« Un malheureux retour en arrière »

Le Génie québécois : turbulences annoncées



Moins de deux semaines après le dépôt du rapport Bouchard-Taylor sur les pratiques d'accommodements raisonnables, le très respecté sociologue Guy Rocher dénonce le travail des deux commissaires.
Dans une entrevue à Radio-Canada, M. Rocher, qui est considéré comme le doyen de la sociologie au Québec, critique plusieurs plans du rapport, surtout dans sa manière de voir et de penser la société québécoise.
« Cette majorité francophone est très souvent traitée comme une minorité », dit-il d'entrée de jeu avant d'ajouter que le rapport occulte plusieurs éléments essentiels de la société actuelle. « La montée du statut majoritaire du Québec, des francophones québécois au cours des 50 dernières années, c'est un événement majeur de l'histoire du Québec. »
M. Rocher soutient aussi qu'il s'agit d'une erreur de la part des commissaires de définir les Québécois comme des Canadiens français, ce qu'il considère comme un recul. « Revenir à Canadien français, c'est revenir à notre définition de minoritaire dans le Canada. Moi je le vois comme un malheureux retour en arrière. »
Le spectre de Trudeau
Le sociologue voit dans le rapport Bouchard-Taylor la continuation, en quelque sorte, du travail de l'ancien premier ministre Pierre- Elliott Trudeau et de son concept de multiculturalisme dont l'objectif était, selon lui, de noyer les Québécois dans l'ensemble canadien.

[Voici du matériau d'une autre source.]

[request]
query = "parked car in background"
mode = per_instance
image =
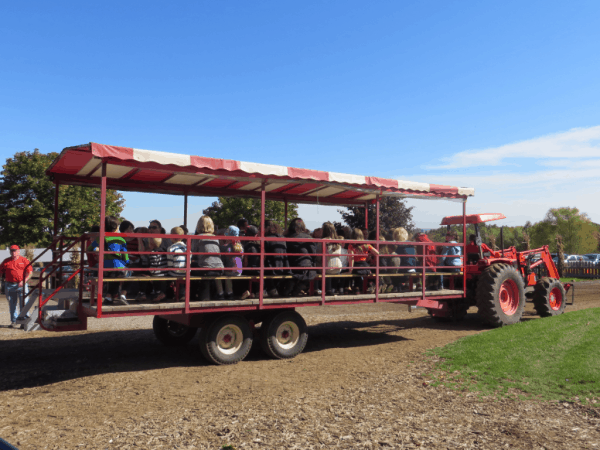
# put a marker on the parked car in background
(593, 257)
(575, 258)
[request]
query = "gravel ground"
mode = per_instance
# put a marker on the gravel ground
(360, 383)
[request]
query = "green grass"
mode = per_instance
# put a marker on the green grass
(556, 358)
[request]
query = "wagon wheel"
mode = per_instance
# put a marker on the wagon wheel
(227, 340)
(172, 333)
(500, 295)
(284, 335)
(549, 297)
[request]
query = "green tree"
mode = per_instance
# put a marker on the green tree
(569, 223)
(393, 213)
(228, 210)
(27, 202)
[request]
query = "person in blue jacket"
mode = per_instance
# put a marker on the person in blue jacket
(452, 253)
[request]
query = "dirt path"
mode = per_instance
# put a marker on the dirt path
(359, 384)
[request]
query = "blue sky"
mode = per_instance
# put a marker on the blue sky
(502, 97)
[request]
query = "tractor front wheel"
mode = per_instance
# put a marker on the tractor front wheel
(549, 297)
(500, 295)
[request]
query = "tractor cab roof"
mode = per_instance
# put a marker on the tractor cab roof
(472, 218)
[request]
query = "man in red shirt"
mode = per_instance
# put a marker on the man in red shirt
(16, 270)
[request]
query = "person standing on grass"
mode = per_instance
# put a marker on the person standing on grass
(16, 270)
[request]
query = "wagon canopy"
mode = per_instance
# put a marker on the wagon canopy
(130, 169)
(472, 218)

Il dit d'ailleurs que le concept d'interculturalisme, où les minoritaires s'intègrent à la majorité francophone, prôné par les commissaires, est beaucoup trop nébuleux. « Moi, je serais très inquiet alors pour que cet interculturalisme soit la porte d'entrée pour la reconnaissance du multiculturalisme canadien », dit-il.
Daniel Marc Weinstock, professeur en philosophie à l'Université de Montréal et membre du comité-conseil de la commission Bouchard-Taylor, abonde dans le même sens. « À mon avis, on a beaucoup exagéré la différence entre le multiculturalisme et l'interculturalisme », dit-il. Une position partagée par Jacques Beauchemin, professeur en sociologie à l'Université du Québec à Montréal et aussi membre du comité-conseil de la commission Bouchard-Taylor. « Objectivement, le rapport se situe dans une perspective qui ressemble à celle-là [...] de Pierre-Elliott Trudeau. »
En ce qui concerne la réaction de la population québécoise au rapport, Guy Rocher croit que la majorité francophone le recevra comme un blâme et le rejettera, car, selon lui, les Québécois se définissent comme des gens tolérants, ouverts et hospitaliers.